Otherlab’s Cardboard Drone – “A Pizza Box… Shaped into a Wing”

Dean Sigler Batteries, Electric Aircraft Materials, Sustainable Aviation Leave a Comment

A disposable drone that will make a one-way trip to a disaster area won’t add to the suffering if it dissolves within a few weeks of delivering its life-saving cargo.  That’s the promise of the “Aerial Platform Supporting Autonomous Resupply Actions” (APSARA), currently being developed by Otherlab, a San Francisco-based group specializing in next-generation creations.  Funded by DARPA (the Defense Advanced Research Projects Agency), APSARA is part of their ICARUS program (Inbound, Controlled, Air-Releasable, Unrecoverable Systems).  The acronyms are becoming overwhelming.

Disposable medical supplies are a commonplace in today’s clinics and hospitals.  A recent chat with a nurse elicited her concern that medical supplies were so readily disposable.  Latex or nitrile gloves, single-use syringes, and protective paper covers and wraps make up a considerable amount of medical waste each year.  The materials have the benefit of being inexpensive, though.  That’s part of the thinking behind APSARA.  Instead of a costly powered drone that would represent a significant loss if it crashed in a jungle or desert, APSARA will be made of cheap cardboard, shipped flat to a point of intended use, and readily folded into a flying wing that can carry up to two pounds of life-saving medicine or gear.  And instead of being incinerated like all those latex gloves, the drone will degrade into the landscape and even, possibly, fertilize the native plants.

Star Simpson, in a Digital Trends interview, explained the reasonable expectations for the technology she is helping develop.  “There are two use cases that make the most sense: delivering humanitarian payloads to remote areas lacking suitable road infrastructure, or in cases where it’s worth minimizing human exposure, transporting blood, vaccines, and other medical supplies.  Alternately, [these vehicles] may also enable the delivery of other equipment, such as batteries, to specific locations. We enable distributed delivery with precise landings, solving the ‘last leg’ problem for battlefield or low-infrastructure locations, and also reduce supply chain vulnerability in those cases.”

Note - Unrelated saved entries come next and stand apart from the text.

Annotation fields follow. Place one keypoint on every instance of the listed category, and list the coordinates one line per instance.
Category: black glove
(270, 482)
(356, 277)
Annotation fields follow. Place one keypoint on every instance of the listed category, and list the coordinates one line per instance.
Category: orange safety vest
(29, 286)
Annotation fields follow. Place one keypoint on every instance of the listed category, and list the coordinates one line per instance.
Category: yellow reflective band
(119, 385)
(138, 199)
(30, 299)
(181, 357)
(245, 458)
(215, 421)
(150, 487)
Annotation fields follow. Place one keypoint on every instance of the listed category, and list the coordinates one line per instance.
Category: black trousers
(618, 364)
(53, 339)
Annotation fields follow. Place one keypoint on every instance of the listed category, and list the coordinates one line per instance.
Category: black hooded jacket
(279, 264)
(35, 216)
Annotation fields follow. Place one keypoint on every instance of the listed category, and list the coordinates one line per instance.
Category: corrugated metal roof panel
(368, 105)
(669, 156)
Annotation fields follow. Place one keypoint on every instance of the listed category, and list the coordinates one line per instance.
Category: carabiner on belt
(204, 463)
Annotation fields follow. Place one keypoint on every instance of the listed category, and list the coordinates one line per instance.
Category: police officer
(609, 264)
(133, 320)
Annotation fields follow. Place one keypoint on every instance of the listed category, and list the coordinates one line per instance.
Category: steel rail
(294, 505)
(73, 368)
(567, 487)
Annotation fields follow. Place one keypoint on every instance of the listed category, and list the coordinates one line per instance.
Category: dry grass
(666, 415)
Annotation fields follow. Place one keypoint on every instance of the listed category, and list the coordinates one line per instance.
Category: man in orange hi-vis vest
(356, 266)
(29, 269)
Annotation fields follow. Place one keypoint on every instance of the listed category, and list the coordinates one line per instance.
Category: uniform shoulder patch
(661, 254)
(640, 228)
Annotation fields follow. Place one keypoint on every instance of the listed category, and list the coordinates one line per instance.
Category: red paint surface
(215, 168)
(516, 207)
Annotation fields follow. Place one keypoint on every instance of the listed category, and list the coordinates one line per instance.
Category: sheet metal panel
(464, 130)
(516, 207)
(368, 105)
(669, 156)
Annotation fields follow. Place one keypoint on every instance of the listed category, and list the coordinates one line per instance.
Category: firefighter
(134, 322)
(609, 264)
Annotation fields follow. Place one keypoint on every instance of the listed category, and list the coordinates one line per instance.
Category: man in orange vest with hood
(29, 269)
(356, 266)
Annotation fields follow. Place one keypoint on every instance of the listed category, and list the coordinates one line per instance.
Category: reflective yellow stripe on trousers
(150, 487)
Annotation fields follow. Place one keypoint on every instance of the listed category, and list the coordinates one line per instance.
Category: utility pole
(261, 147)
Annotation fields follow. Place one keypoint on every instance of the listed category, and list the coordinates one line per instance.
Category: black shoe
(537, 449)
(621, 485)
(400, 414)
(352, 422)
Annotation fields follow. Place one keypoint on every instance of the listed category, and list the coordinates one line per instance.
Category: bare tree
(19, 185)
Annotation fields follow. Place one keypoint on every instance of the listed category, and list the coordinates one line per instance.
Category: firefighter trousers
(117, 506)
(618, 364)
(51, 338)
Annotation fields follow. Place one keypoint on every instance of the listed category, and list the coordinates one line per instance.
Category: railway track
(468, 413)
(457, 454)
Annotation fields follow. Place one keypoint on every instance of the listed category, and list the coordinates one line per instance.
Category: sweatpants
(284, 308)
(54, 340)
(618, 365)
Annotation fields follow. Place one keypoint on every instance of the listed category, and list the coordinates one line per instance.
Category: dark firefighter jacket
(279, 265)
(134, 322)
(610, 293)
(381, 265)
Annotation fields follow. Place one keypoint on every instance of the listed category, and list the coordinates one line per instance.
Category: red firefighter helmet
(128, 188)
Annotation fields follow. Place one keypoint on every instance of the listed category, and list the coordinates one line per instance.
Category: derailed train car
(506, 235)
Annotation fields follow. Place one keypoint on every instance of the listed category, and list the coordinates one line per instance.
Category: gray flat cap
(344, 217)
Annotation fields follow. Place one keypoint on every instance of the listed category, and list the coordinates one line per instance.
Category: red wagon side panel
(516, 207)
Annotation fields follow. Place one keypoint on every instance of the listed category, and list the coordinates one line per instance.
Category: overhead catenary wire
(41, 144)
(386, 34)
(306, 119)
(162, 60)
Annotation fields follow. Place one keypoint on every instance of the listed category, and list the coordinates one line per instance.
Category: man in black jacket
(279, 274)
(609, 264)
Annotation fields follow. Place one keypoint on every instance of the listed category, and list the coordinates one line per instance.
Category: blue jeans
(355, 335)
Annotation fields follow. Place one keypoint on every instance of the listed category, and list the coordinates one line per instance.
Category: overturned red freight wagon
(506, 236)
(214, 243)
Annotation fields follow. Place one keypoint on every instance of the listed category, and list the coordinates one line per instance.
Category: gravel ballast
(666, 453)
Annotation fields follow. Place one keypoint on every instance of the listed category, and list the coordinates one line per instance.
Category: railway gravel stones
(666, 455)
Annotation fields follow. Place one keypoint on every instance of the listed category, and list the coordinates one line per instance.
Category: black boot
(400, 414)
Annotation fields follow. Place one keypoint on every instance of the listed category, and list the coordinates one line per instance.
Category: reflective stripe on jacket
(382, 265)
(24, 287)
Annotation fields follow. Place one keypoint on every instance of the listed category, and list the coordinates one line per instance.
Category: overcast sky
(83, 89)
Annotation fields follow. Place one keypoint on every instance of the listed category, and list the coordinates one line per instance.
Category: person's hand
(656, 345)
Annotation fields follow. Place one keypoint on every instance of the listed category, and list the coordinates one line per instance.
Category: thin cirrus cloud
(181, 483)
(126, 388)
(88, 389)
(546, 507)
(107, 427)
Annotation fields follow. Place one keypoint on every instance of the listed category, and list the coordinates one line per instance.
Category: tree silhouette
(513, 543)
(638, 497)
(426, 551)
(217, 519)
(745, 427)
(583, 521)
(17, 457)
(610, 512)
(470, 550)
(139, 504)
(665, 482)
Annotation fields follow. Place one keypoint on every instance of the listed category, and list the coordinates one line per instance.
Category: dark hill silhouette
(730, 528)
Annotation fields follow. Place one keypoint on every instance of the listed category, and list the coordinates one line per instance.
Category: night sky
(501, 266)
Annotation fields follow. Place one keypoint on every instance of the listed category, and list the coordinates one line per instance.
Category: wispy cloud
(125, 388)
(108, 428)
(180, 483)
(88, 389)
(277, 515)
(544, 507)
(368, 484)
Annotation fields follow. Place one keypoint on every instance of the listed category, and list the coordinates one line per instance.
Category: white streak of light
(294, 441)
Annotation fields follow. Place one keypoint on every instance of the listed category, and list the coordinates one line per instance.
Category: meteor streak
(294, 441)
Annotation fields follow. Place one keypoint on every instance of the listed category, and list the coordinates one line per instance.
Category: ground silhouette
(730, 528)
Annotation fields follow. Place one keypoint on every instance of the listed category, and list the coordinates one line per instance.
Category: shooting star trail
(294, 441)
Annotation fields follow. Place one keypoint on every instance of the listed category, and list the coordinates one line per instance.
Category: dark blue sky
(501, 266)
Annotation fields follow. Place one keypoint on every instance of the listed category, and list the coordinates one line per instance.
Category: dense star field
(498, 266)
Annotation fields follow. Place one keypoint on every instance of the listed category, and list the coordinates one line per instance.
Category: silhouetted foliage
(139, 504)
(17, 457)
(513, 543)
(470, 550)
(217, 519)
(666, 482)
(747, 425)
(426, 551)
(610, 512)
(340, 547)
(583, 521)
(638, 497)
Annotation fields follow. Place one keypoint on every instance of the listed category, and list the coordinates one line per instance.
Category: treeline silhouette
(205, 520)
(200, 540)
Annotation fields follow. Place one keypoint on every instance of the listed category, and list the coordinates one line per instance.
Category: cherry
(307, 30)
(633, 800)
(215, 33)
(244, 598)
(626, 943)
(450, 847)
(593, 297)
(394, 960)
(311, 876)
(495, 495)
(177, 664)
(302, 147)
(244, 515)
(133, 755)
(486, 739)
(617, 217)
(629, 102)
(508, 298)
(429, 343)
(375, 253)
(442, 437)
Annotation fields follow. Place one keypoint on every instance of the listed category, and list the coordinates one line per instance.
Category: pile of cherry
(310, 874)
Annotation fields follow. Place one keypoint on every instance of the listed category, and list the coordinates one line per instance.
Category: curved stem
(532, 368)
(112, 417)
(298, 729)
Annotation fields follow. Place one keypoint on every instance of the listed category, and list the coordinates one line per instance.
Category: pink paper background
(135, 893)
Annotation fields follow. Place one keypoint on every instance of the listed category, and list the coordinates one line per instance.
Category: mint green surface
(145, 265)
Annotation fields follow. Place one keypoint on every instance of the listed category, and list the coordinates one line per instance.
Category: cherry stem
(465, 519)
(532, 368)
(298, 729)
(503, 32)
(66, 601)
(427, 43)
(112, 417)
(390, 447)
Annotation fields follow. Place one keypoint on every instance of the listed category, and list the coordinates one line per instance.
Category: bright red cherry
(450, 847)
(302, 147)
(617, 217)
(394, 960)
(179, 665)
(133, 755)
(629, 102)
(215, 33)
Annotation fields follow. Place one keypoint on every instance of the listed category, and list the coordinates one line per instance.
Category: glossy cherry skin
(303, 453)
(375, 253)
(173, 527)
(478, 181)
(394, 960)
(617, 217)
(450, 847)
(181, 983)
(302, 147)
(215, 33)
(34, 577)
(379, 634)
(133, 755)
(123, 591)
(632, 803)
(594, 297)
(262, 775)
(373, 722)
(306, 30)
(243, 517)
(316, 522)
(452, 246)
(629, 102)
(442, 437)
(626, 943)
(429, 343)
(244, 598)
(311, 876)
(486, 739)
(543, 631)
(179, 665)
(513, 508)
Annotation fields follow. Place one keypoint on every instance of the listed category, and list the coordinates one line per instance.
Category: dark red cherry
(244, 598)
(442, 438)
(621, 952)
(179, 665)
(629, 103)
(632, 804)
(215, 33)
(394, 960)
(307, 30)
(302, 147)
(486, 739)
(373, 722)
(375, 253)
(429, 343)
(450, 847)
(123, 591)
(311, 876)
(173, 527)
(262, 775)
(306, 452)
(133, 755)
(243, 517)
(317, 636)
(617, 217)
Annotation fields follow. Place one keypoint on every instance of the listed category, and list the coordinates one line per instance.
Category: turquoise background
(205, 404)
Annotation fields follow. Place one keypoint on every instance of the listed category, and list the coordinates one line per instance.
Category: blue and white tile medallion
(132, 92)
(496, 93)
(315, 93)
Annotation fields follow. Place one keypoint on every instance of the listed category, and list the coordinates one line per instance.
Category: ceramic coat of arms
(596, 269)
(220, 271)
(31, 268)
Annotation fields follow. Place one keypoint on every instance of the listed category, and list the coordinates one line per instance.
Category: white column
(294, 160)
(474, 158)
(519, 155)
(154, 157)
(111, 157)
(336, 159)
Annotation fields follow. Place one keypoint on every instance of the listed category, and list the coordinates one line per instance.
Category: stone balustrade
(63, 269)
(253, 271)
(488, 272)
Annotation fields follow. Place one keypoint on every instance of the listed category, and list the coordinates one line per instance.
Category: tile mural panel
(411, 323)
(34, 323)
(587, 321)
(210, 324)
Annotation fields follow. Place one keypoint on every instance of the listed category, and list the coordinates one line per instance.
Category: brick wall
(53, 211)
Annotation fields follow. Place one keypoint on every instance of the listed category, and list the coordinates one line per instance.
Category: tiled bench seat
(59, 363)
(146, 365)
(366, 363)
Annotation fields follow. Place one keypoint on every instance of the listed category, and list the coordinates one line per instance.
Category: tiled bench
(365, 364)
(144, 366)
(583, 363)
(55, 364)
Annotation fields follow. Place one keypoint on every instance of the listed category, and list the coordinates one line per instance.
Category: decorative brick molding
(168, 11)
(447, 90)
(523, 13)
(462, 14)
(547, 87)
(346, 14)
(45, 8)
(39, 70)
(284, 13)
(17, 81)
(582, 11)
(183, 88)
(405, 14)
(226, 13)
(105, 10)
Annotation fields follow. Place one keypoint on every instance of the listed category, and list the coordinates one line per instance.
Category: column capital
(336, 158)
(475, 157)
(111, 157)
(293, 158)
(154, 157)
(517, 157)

The cardboard will readily dissolve into the surrounding terrain, but what about the electronics that help guide the flying pizza box to its destination?  An earlier DARPA program, Vanishing Programmable Resources (VAPR), was “intended to create self-destructing electronic devices able to stop high-tech military equipment falling into enemy hands.”  Electronics on Otherlab’s drone might include GPS guidance units and flap actuators.

Otherlab drones could drop from large cargo planes, cover an area the size of California

Unlike powered drones with limited range, Otherlab’s concept could be widely dispersed from large craft such as C-17s or C-130s, ostensibly covering an area the size of California with targeted deliveries.